Under threat to the Command team, and with Jardzia’s acquiescence, to spare her friends, Doctor Bashir performed the transplant. And Verad Dax bloomed, inarguably. He also lost Sisko’s friendship for his refusal to hand Dax back.
So Sisko worked on Verad’s girlfriend, Mareel, pointing out that he was no longer the Verad she loved, and that she wasn’t going to form any part of his life in future, a fact she stubbornly resisted until it became too bloody obvious, whereupon she shopped him for his own good. That was one relationship that you couldn’t see lasting until the next Prom Night.
So all ended well, especially for Avery Brooks, who got to hug a near-naked Terry Farrell.
In that aspect, it was a tightly-knit episode that made good use of the commitedness of the central cast to the firm relationship they have as comrades and friends (does the Chief not still dislike the Doctor, then?) and it was a particularly string episode for Sisko. Which, in a way, was part of the problem in general for the episode.

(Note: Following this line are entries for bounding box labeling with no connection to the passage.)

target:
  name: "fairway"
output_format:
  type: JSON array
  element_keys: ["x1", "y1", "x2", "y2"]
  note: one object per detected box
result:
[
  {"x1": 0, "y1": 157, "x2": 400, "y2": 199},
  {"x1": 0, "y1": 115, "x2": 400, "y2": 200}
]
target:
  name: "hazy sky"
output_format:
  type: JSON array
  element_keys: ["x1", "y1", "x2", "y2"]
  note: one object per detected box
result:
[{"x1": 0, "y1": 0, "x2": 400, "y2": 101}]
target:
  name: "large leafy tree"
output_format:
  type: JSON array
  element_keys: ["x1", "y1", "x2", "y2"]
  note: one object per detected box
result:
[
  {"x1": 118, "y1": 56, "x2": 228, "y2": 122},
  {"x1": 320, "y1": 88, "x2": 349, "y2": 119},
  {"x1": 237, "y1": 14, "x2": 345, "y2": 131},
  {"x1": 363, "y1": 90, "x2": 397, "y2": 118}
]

I’ll return to that in a moment. First, let us consider the set-up. Deep Space Nine spends the episode in the middle of a plasma-storm which sees everyone evacuated, barring a skeleton staff. Which consists of the cast, naturally, and no others. How plausible is it that, in such circumstances, only the Senior Command, and all of them should remain. I have never been in any kind of military organisation, but that doesn’t strike me as to how it works.
The plasma-storm, and the near total evacuation of DS9, is essential for Verad’s plan to take over the station with his girlfriend and two Klingon mercenaries, and they gain entry to the station thanks to Quark bypassing security for them. Yet there’s nothing to indicate that this plasma-storm was foreseen by the station far enough in advance for that arrangement to be organised.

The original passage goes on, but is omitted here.